То есть произошло совершенно невероятное: жена, действительно беременная (но, как выясняется, не от Волынца), страстно желая воссоединиться с отцом ребенка, красавцем портным Апресяном, не в силах более терпеть старого нелюбимого мужа, бежала, повинуясь внезапному импульсу! Но как же вы, зная, что ваш муж приговорен… Ах, вы не знаете. Он истязал меня, он буквально насиловал, и кроме того, вы сами вскрыли недостачу и множество темных дел; уверяю вас, это вершина айсберга! И что прикажете делать с этой воплощенной невинностью, с ее красавцем портным Апресяном, а за ним тоже наверняка водятся темные дела, что опять-таки входит в профессию, с ее идиоткой матерью, которая ничего не заподозрила, и с новорожденным – уж он наверняка вырастет такой же дрянью и со временем прихлопнет родителей, как удивительный отрок Травин, в тридцать шестом году пришивший отца и мать и пойманный уже в Сочи за распитием пива с другими юными подонками?! И главное, кто же убил ту беременную меж Кореневом и Люберцами?!

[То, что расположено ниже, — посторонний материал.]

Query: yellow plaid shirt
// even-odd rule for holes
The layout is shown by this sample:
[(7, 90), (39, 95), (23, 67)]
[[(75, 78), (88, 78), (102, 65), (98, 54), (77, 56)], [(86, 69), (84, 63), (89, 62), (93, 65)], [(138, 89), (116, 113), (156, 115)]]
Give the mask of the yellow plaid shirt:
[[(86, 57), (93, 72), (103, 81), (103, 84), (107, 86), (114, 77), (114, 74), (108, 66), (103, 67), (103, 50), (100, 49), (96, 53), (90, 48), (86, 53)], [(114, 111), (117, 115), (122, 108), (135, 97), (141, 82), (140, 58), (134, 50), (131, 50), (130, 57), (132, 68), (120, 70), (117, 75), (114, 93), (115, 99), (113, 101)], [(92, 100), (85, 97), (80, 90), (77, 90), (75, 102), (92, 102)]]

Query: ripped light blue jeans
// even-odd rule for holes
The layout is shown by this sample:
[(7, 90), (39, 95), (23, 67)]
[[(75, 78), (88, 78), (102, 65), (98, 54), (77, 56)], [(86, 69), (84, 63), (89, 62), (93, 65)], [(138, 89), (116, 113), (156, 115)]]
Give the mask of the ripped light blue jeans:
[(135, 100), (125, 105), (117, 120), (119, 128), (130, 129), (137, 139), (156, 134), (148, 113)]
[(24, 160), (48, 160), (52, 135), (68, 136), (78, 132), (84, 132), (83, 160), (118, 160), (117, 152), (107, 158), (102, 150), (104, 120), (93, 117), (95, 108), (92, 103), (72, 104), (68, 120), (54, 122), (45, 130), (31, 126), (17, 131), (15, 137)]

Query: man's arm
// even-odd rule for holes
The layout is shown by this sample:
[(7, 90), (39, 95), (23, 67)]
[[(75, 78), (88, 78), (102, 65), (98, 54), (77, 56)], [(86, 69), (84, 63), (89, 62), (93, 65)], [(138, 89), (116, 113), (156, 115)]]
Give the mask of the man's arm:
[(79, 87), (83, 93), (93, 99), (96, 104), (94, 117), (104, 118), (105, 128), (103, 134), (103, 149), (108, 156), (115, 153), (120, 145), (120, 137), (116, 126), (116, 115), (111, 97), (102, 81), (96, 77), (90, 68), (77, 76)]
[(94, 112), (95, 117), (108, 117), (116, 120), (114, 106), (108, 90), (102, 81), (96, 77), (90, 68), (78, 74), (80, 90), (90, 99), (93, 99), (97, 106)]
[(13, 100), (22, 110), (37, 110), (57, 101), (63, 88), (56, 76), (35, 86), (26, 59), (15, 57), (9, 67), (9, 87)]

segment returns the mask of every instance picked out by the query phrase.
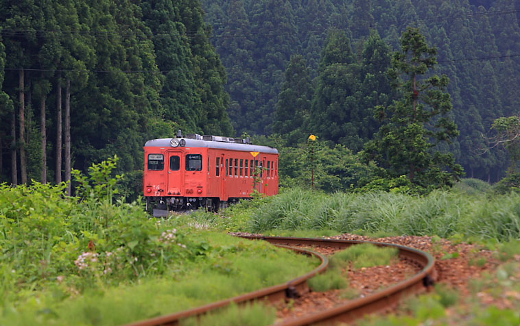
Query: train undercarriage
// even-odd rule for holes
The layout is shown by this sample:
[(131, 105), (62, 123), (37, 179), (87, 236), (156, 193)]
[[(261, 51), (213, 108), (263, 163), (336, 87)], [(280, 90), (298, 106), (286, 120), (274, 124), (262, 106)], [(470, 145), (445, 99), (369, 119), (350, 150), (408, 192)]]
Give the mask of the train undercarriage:
[(167, 216), (172, 212), (183, 212), (200, 208), (218, 212), (230, 204), (238, 203), (240, 198), (221, 201), (219, 198), (150, 197), (146, 197), (146, 211), (155, 217)]

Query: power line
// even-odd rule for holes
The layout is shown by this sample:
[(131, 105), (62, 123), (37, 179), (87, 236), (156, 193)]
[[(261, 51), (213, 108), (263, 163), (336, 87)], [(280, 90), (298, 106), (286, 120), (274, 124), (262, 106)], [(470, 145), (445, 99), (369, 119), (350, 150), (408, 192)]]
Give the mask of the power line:
[[(475, 12), (473, 14), (468, 14), (465, 15), (460, 15), (460, 16), (438, 16), (437, 17), (434, 17), (431, 18), (425, 18), (425, 19), (418, 19), (418, 20), (412, 20), (412, 19), (405, 19), (405, 20), (401, 20), (396, 21), (396, 24), (403, 24), (406, 22), (409, 23), (436, 23), (436, 22), (441, 22), (441, 21), (454, 21), (458, 19), (469, 19), (471, 18), (481, 18), (481, 17), (489, 17), (491, 16), (501, 16), (501, 15), (506, 15), (506, 14), (517, 14), (518, 12), (520, 12), (520, 8), (510, 8), (510, 9), (506, 9), (504, 10), (497, 10), (497, 11), (493, 11), (493, 12)], [(372, 23), (371, 21), (368, 20), (362, 20), (361, 21), (364, 21), (366, 23)], [(395, 26), (396, 24), (390, 24), (390, 26)], [(382, 27), (382, 26), (380, 26)], [(261, 33), (261, 32), (249, 32), (247, 34), (243, 34), (241, 35), (213, 35), (213, 36), (209, 36), (206, 31), (178, 31), (178, 34), (175, 34), (175, 36), (178, 36), (180, 38), (183, 37), (188, 37), (188, 38), (195, 38), (195, 37), (200, 37), (200, 36), (206, 36), (209, 37), (210, 38), (247, 38), (250, 36), (264, 36), (265, 37), (272, 37), (272, 36), (294, 36), (294, 35), (308, 35), (309, 34), (314, 34), (314, 33), (309, 33), (309, 31), (306, 31), (305, 32), (298, 32), (298, 33), (294, 33), (292, 32), (279, 32), (279, 33)], [(238, 30), (227, 30), (228, 32), (238, 32), (241, 31)], [(318, 34), (318, 33), (323, 33), (326, 32), (326, 29), (322, 30), (322, 31), (313, 31), (314, 32)], [(145, 34), (143, 36), (137, 35), (139, 34)], [(40, 37), (44, 37), (47, 35), (51, 35), (51, 34), (60, 34), (60, 36), (65, 36), (65, 37), (72, 37), (74, 34), (79, 34), (79, 35), (87, 35), (87, 36), (91, 36), (93, 37), (95, 37), (97, 38), (106, 38), (106, 39), (110, 39), (110, 38), (116, 38), (118, 37), (121, 37), (122, 38), (128, 38), (132, 37), (135, 37), (137, 39), (152, 39), (152, 38), (165, 38), (172, 37), (172, 36), (174, 36), (174, 34), (173, 33), (167, 33), (167, 32), (156, 32), (156, 33), (146, 33), (144, 31), (138, 29), (137, 31), (134, 31), (134, 32), (116, 32), (116, 31), (72, 31), (72, 30), (45, 30), (45, 29), (33, 29), (33, 30), (28, 30), (28, 29), (4, 29), (0, 32), (0, 34), (8, 36), (8, 37), (21, 37), (26, 35), (35, 35), (36, 36)], [(69, 34), (69, 35), (67, 35)]]
[(441, 60), (438, 61), (438, 63), (444, 62), (460, 62), (462, 61), (484, 61), (491, 59), (504, 59), (505, 58), (517, 58), (520, 57), (520, 54), (511, 54), (508, 55), (496, 55), (493, 57), (482, 57), (482, 58), (469, 58), (465, 59), (453, 59), (451, 60)]
[[(464, 61), (484, 61), (493, 59), (504, 59), (506, 58), (518, 58), (520, 57), (520, 54), (511, 54), (508, 55), (495, 55), (490, 57), (480, 57), (480, 58), (467, 58), (464, 59), (454, 59), (451, 60), (440, 60), (438, 61), (438, 64), (448, 63), (448, 62), (462, 62)], [(62, 73), (150, 73), (150, 74), (165, 74), (174, 71), (105, 71), (99, 69), (43, 69), (43, 68), (4, 68), (5, 71), (44, 71), (44, 72), (62, 72)]]

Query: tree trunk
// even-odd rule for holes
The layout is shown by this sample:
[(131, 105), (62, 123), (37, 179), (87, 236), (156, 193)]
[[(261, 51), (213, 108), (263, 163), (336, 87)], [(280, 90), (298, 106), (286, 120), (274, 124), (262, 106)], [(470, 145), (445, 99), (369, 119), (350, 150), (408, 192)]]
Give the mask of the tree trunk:
[(40, 105), (40, 129), (42, 133), (42, 184), (47, 184), (47, 131), (45, 130), (45, 100), (46, 95), (43, 95)]
[(18, 185), (18, 166), (16, 166), (16, 114), (12, 109), (11, 121), (11, 182), (13, 186)]
[(27, 159), (25, 158), (25, 95), (23, 84), (23, 69), (20, 71), (19, 79), (20, 81), (20, 112), (19, 121), (20, 122), (20, 171), (21, 172), (21, 182), (27, 184)]
[(71, 79), (65, 88), (65, 182), (67, 193), (71, 195)]
[(56, 184), (61, 182), (62, 160), (62, 106), (61, 106), (61, 75), (58, 76), (56, 89)]
[(3, 175), (3, 144), (2, 135), (0, 134), (0, 175)]

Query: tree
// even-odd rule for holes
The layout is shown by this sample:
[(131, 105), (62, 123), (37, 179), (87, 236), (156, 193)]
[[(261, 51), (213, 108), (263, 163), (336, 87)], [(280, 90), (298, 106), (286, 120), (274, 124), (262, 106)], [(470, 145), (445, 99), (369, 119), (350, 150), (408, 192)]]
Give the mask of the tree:
[[(3, 69), (5, 66), (5, 47), (3, 46), (3, 43), (2, 42), (1, 30), (2, 29), (0, 27), (0, 121), (1, 121), (1, 123), (0, 123), (0, 178), (2, 177), (2, 174), (3, 172), (3, 141), (5, 140), (5, 142), (7, 143), (8, 137), (12, 136), (12, 134), (11, 135), (8, 135), (6, 132), (4, 132), (4, 130), (8, 130), (9, 127), (10, 127), (12, 128), (11, 132), (14, 133), (14, 136), (16, 136), (16, 131), (14, 130), (14, 127), (12, 126), (12, 125), (8, 125), (8, 123), (6, 123), (7, 121), (9, 121), (10, 119), (12, 118), (11, 116), (14, 116), (14, 111), (12, 105), (12, 101), (9, 98), (9, 95), (8, 95), (5, 92), (3, 92), (3, 90), (2, 90), (2, 84), (3, 84), (4, 77)], [(11, 121), (12, 124), (15, 123), (14, 118), (12, 118)], [(13, 139), (12, 141), (16, 144), (15, 139)], [(14, 155), (12, 156), (12, 158), (14, 159), (14, 168), (13, 171), (16, 171), (16, 151), (14, 151)], [(12, 175), (12, 184), (14, 185), (16, 184), (16, 174), (15, 173), (14, 173), (14, 175)]]
[(497, 134), (487, 138), (489, 147), (484, 151), (495, 147), (505, 148), (509, 153), (508, 173), (517, 173), (520, 162), (520, 116), (498, 118), (493, 122), (491, 130)]
[(306, 134), (301, 129), (309, 118), (314, 93), (309, 69), (306, 66), (303, 55), (291, 57), (276, 105), (273, 129), (287, 135), (289, 145), (297, 144)]
[(406, 175), (419, 187), (452, 186), (462, 175), (462, 167), (455, 164), (452, 153), (441, 153), (438, 147), (458, 135), (449, 116), (449, 79), (445, 75), (425, 76), (437, 63), (437, 51), (428, 47), (418, 29), (408, 27), (401, 45), (390, 73), (401, 99), (377, 107), (376, 114), (384, 124), (366, 144), (365, 159), (375, 161), (390, 177)]

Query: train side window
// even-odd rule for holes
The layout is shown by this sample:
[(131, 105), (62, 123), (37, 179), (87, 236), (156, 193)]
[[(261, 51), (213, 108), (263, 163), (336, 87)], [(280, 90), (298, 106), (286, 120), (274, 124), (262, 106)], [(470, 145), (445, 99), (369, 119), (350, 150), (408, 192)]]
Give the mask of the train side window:
[(200, 154), (188, 154), (186, 155), (186, 171), (202, 171), (202, 155)]
[(165, 168), (165, 156), (163, 154), (148, 154), (148, 170), (160, 171)]
[(178, 171), (180, 169), (180, 157), (176, 155), (169, 157), (169, 169)]

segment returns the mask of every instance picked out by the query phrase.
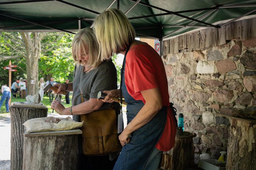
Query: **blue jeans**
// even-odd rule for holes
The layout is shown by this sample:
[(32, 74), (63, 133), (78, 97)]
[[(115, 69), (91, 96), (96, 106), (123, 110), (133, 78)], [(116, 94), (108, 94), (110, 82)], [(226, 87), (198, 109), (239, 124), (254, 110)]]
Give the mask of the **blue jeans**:
[(1, 99), (1, 101), (0, 101), (0, 108), (1, 108), (1, 107), (2, 106), (3, 103), (4, 103), (4, 101), (5, 100), (6, 111), (7, 112), (9, 111), (9, 100), (10, 100), (10, 97), (11, 93), (10, 93), (10, 92), (7, 91), (4, 92), (3, 96), (2, 96), (2, 98)]
[[(153, 161), (152, 159), (149, 160), (150, 156), (154, 152), (155, 146), (164, 129), (166, 112), (166, 108), (164, 108), (149, 122), (132, 133), (129, 142), (122, 148), (114, 170), (149, 169), (145, 169), (146, 163), (150, 163)], [(126, 114), (128, 123), (137, 114), (137, 113), (129, 112)], [(159, 160), (157, 160), (158, 163), (153, 164), (158, 164), (158, 166)], [(150, 165), (148, 166), (154, 166)]]
[(157, 170), (160, 163), (163, 151), (155, 148), (151, 152), (145, 165), (146, 170)]

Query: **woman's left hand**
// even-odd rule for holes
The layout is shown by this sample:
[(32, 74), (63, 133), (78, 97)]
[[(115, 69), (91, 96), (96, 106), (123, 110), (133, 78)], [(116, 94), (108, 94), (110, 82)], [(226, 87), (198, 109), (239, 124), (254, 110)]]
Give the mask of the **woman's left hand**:
[(55, 111), (60, 115), (64, 114), (64, 111), (65, 107), (57, 100), (54, 100), (51, 102), (51, 108), (55, 110)]
[(126, 134), (125, 131), (124, 130), (118, 137), (120, 143), (122, 146), (124, 146), (130, 141), (130, 136), (131, 134)]

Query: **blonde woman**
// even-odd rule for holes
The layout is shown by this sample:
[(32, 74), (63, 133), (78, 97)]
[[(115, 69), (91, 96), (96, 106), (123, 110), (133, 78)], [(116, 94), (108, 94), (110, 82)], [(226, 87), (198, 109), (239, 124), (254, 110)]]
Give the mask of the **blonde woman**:
[[(111, 60), (102, 60), (98, 58), (99, 46), (92, 29), (86, 28), (79, 30), (72, 42), (72, 55), (77, 62), (72, 82), (57, 84), (54, 86), (61, 90), (73, 91), (72, 106), (65, 108), (57, 100), (51, 108), (61, 115), (73, 115), (75, 121), (80, 122), (79, 115), (90, 113), (99, 109), (109, 108), (109, 103), (98, 101), (99, 91), (111, 90), (117, 86), (117, 70)], [(85, 101), (82, 103), (81, 93)], [(110, 161), (109, 155), (85, 156), (83, 155), (82, 138), (79, 140), (77, 169), (113, 169), (116, 159)]]
[(40, 95), (40, 97), (41, 97), (41, 101), (42, 101), (43, 99), (43, 94), (45, 91), (43, 90), (43, 85), (45, 84), (45, 81), (44, 80), (43, 78), (41, 77), (40, 78), (40, 80), (38, 82), (38, 88), (39, 88), (39, 91), (38, 91), (38, 93)]
[[(99, 58), (125, 55), (121, 97), (128, 103), (128, 125), (119, 137), (123, 147), (114, 169), (157, 170), (163, 151), (174, 145), (177, 125), (161, 57), (148, 44), (135, 40), (134, 28), (119, 10), (104, 12), (93, 25)], [(119, 89), (105, 92), (104, 101), (121, 97)]]

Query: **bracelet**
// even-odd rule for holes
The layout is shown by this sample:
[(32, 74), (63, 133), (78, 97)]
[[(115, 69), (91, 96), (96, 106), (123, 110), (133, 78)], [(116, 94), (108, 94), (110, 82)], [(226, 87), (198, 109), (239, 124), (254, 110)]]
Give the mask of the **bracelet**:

В придачу выясняется, что Волынец в юности трогательно заботился о двоюродном брате, который немедленно дает показания, и Волынец полностью реабилитируется, а Бобров с понижением переводится из убойного отдела в отдел разбойных ограблений, где ему, напутствует товарищ Урусов, будет достаточно материала для его графомании. И это заставляет нас с удвоенным вниманием относиться к случаю гражданина Артемьева, который так убедительно, так понимающе улыбается. Профессионал – профессионалу. Увлекательный поединок, как написал бы товарищ Бобров, если бы сохранился в нем писательский зуд.
Артемьев смотрел на следователя Фомина со странным состраданием. То ли он хорошо его запутал и сочувствовал, то ли чувствовал в нем товарища по семейному несчастью, пострадавшего по женской линии. А может быть, иногда казалось Фомину, он смотрит на него чуть свысока. То ли потому, что он человек какой-то новой породы, очень спокойный. А то ли потому, что Фомин свою жену отпустил, а Артемьев свою – убил.
Но принимать меры Фомин не спешил, потому что слишком недавно был Волынец, а главное – слишком не хотелось трогать Артемьева. Прямо страшно было его трогать. Временами, глядя в его исключительно спокойные глаза, Фомин понимал его жену, которая от него сбежала.